New York City, New York

De Sousa won with higher margins than his first victory in 2016 (Photo Credit: The New York Times)

On January 25, President Marcelo Rebelo de Sousa of Portugal was reelected, winning 61 percent of the vote. Though de Sousa was a center right moderate, the election displayed a rise in the far right with ultranationalist André Ventura earning twelve percent of the vote, campaigning on an anti-elitist agenda. De Sousa was expected to win, but the popularity of Ventura shows the changing ideology throughout Portugal.


De Sousa won with higher margins than his first victory in 2016. In his victory speech, de Sousa paid tribute to the lives lost during the pandemic. Portugal has had one of the world's highest rates of COVID-19 cases, which has taken a sizable toll on the country and its politics. Portugal's elections were severely impacted by the pandemic as voter turnout was at an all-time low with less than 40% of eligible voters voting.


Throughout his presidency, de Sousa has been a popular president with an approval rating of over 60%. Collecting more votes than his 2016 victory, de Sousa remained increasingly popular even throughout a deadly pandemic that has cost the lives of thousands of Portuguese people.

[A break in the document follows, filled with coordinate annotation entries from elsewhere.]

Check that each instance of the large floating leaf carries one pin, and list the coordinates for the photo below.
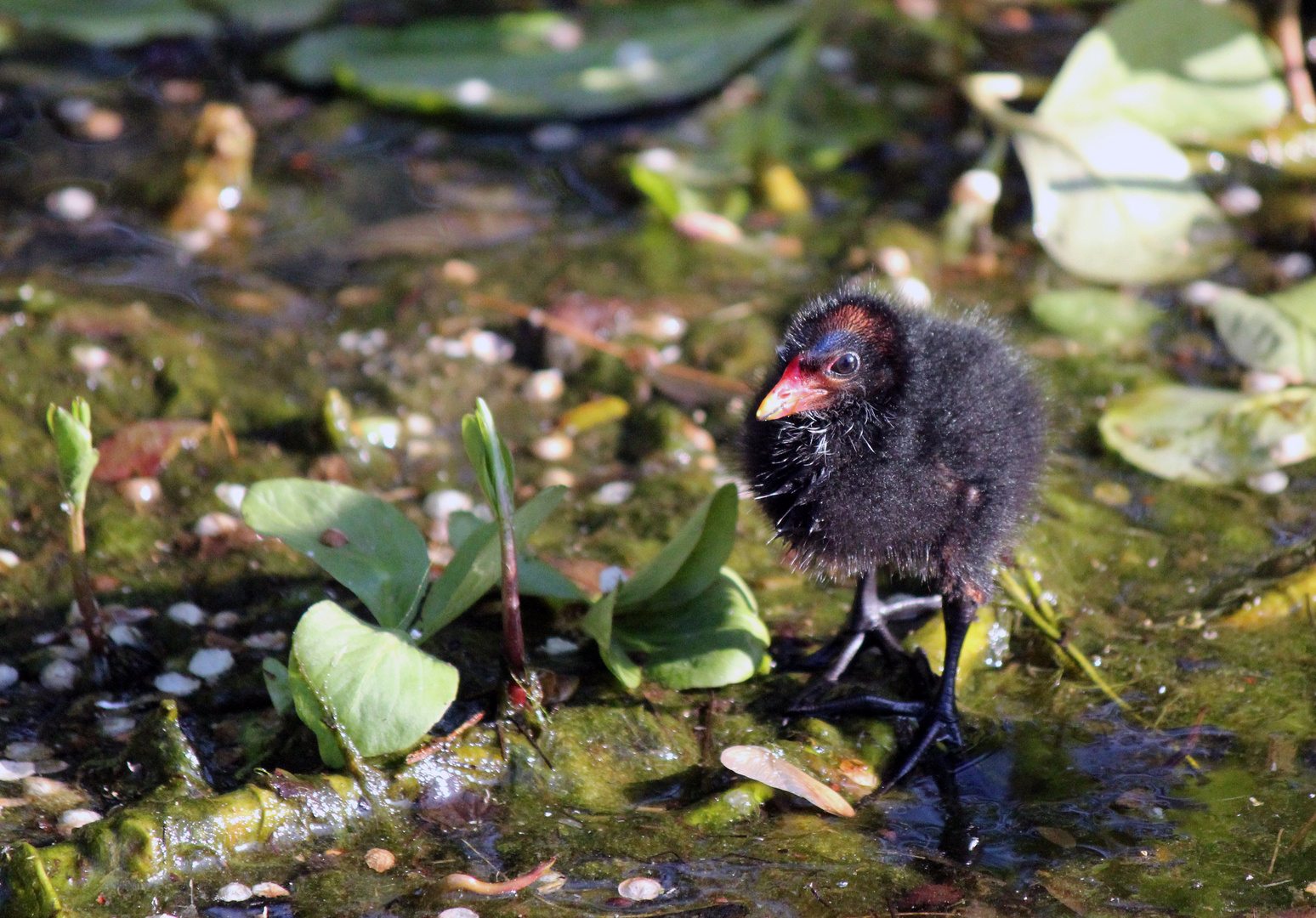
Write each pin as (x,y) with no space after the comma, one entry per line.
(365,543)
(1183,69)
(1211,435)
(367,683)
(1100,319)
(1265,337)
(1116,203)
(628,60)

In his victory speech, de Sousa evoked the triumph of democracy during a global pandemic. “I'm honored by your trust amid these conditions that are so much more difficult,” de Sousa said.


In Portugal, the president holds a more ceremonial role but retains the ability to veto certain laws and the right to declare a state of emergency. During the pandemic, de Sousa has taken a more active political role and has taken advantage of his ability to veto laws. He is known for his ability to achieve cross-party consensus, which has been another reason for his broad support and popularity.


André Ventura, head of the newly formed “Chega” party, also achieved great electoral success. The far right candidate received 12 percent of the vote, a considerable amount, as his ultranationalist party was formed less than two years ago. Chega, which means “enough” in Portuguese, is a political party with similar traits to most far right populist groups, such as anti-establishment ideology and the decrease of the government’s intervention in the economy. Ventura and his party’s popularity stemmed from his staunch stances on longer sentences for sex offenders and reducing salaries for lawmakers. The gain in the Chega Party raises red flags, as Portugal has largely been immune to the rise in the far right globally. Though this election was for a largely symbolic role, it could potentially foreshadow what is to come, as trust is on the decline.


This year's election was the first time a populist candidate gained momentum on the national stage in Portugal, and it demonstrates the increasing distrust in political establishments across the globe. Throughout the world there has been a rise in far right populist candidates, which can be attributed to an increased lack of trust in existing political entities.